が、所詮は子供だ。あんな細い腕で何人もの屈強なバルト兵達の間を渡り合えるとは到底思えない。
「あんなもん、使い物にならねぇ!」
「どうだろうな?三年間見てきたが、あいつは中々有能だ。それとも、あんたは……使い物にならない様な奴に、そいつを付けられたのか?」
あの場に居なかった男に見透かされて頬の傷口を指摘された事に、シルヴァは返す言葉を失ってしまう。
それを見越していたかのように穏やかな笑みを浮かべていた。
「リオには俺から話しておく。あんたがもし、連れて行こうという意志があるなら、俺の代わりではあるが推薦する」
一方的に言い終えたデイジーは再び何事も無かった様な調子で、リビングへと戻っていった。
残ったシルヴァは思わず頭を抱える。自分でも驚くほどに気力が抜けた様なため息が零れていた。

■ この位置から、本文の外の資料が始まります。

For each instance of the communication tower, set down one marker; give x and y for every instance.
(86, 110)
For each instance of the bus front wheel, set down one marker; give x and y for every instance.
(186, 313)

三年間、デイジーの言葉を追いかけてきて、ついに居場所を突き止めた。
しかし、当の本人に薦められたのは、まだ小さな子供一人。
妻である女は、家族の為にデイジーは此処に残るのでは無いかと口にしていたが、あの子供を薦めてきた今、それすらも疑わしい様に思えてくる。
結局、デイジーという男が一体何を目的にバルトから逃げたのか、パルバナで生きているのか、更に闇に覆われるように見えなくなっていく。
「あいつは……一体、何がしてぇんだ……」
一人誰に告げる事も無く呟いた三年間の本音が、シルヴァの口をついては行き場を無くし消えていくのだった。